Twenty miles farther on they entered a small town. Baby parked the car and went into a supermarket. When she returned she was holding a copy of Pause O Men for the Virgin.
‘They’re selling like wild-fire,’ she said and handed him the book.
Piper looked at his photograph on the back cover. It had been taken in those halcyon days in London when he had been in love with Sonia and the inane face that smiled up at him seemed to be that of a stranger. ‘What am I supposed to do with this?’ he asked. Baby smiled.
‘Write it.’
‘Write it?’ said Piper. ‘But it’s already been—’
‘Not the way you would have written it, and you’re the author.’
‘I’m bloody well not.’
‘Honey, somewhere out there in the great wide world there is a man who wrote that book. Now he knows it, and Frensic knows it and that Futtle bitch knows it and you and I know it. That’s the lot. Hutch doesn’t.’
‘Thank God,’ said Piper.
‘Right. And if that’s the way you feel, just imagine the way Frensic & Futtle must be feeling now. Two million Hutch paid for that novel. That’s a lot of money.’
‘It’s a ludicrous sum,’ said Piper. ‘Did you know that Conrad only got—’
‘No and I’m not interested. Right now what interests me is what happens when you rewrite this novel in your own beautiful handwriting and Frensic gets the manuscript.’
‘Frensic gets …’ Piper began, but Baby silenced him.
‘Your manuscript,’ she said. ‘From beyond the grave.’
‘My manuscript from beyond the grave? He’ll do his nut.’
‘Right first time, and we follow that up with a demand for the advance and full royalties,’ said Baby.
‘Well, then he’ll know I’m still alive,’ Piper protested. ‘He’ll go straight to the police and …’
‘He does that he’s going to have a lot of explaining to do to Hutch and everyone. Hutch will set his legal hound-dogs on him. Yes sir, we’ve got Messrs Frensic & Futtle right where we want them.’
‘You are mad,’ said Piper, ‘stark staring mad. If you seriously think I’m going to rewrite this awful …’

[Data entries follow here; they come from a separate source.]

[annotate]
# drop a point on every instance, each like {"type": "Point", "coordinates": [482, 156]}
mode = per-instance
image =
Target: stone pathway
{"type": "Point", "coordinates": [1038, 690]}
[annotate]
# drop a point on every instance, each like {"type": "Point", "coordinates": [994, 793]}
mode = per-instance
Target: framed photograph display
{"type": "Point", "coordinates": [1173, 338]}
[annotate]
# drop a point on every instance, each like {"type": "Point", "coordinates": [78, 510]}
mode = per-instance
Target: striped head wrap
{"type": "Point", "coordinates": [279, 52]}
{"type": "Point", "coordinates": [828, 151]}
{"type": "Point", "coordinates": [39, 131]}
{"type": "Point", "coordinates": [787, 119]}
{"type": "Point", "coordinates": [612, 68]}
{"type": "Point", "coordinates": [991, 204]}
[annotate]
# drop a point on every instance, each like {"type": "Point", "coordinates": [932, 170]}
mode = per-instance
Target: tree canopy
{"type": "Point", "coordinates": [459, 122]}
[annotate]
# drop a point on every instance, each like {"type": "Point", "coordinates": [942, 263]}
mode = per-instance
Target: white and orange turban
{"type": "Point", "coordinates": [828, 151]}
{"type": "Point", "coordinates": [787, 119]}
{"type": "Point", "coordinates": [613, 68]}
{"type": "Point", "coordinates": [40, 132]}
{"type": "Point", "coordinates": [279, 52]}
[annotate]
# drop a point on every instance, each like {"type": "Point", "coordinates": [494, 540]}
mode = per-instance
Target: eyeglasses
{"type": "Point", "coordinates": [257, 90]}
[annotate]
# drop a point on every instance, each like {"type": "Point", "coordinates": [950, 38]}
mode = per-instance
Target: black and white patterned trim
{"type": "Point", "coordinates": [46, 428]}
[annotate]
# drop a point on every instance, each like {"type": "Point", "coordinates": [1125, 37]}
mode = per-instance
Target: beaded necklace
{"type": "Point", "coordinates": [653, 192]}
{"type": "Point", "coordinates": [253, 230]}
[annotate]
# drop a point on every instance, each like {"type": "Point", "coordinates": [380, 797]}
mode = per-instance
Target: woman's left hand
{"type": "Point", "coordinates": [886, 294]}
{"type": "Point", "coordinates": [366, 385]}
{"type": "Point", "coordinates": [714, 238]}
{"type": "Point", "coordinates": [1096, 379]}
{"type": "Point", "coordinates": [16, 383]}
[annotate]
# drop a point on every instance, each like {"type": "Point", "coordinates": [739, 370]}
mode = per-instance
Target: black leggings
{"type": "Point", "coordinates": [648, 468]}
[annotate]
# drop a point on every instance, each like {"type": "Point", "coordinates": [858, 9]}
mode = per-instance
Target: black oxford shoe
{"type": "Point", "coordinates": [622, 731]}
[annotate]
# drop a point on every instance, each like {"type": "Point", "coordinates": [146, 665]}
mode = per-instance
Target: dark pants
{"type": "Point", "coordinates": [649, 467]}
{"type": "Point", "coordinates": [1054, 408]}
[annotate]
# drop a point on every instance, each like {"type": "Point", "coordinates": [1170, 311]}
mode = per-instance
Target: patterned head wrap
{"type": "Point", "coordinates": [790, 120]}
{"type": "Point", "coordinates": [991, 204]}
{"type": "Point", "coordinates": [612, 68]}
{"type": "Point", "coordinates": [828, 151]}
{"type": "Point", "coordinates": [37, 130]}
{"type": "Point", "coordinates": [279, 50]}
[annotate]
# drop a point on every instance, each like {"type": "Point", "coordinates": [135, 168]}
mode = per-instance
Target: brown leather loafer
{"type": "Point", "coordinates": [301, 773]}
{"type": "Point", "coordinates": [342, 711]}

‘You were the one who wanted to retrieve your reputation,’ said Baby as they drove out of town. ‘And this is the only way you can.’
‘I wish I could see how.’
‘I’ll show you,’ said Baby. ‘Leave it to momma.’
*
That evening in another motel room Piper opened his ledger, arranged his pen and ink as methodically as they had once been arranged in the Gleneagle Guest House and with a copy of Pause propped up in front of him began to write. At the top of the page he wrote ‘Chapter One’, and underneath, ‘The house stood on a knoll. Surrounded by three elms, a beech and a deodar whose horizontal branches gave it the air …’
Behind him Baby relaxed on a bed with a contented smile. ‘Don’t make too many alterations this draft,’ she said. ‘We’ve got to make it look really authentic.’
Piper stopped writing. ‘I thought the whole point of the exercise was to retrieve my lost reputation by rewriting the thing …’
‘You can do that with the second draft,’ said Baby. ‘This one is to light a fire under Frensic & Futtle. So stay with the text.’
Piper picked up his pen again and stayed with the text. He made several alterations per page and then crossed them out and added the originals from the book. Occasionally Baby got up and looked over his shoulder and was satisfied.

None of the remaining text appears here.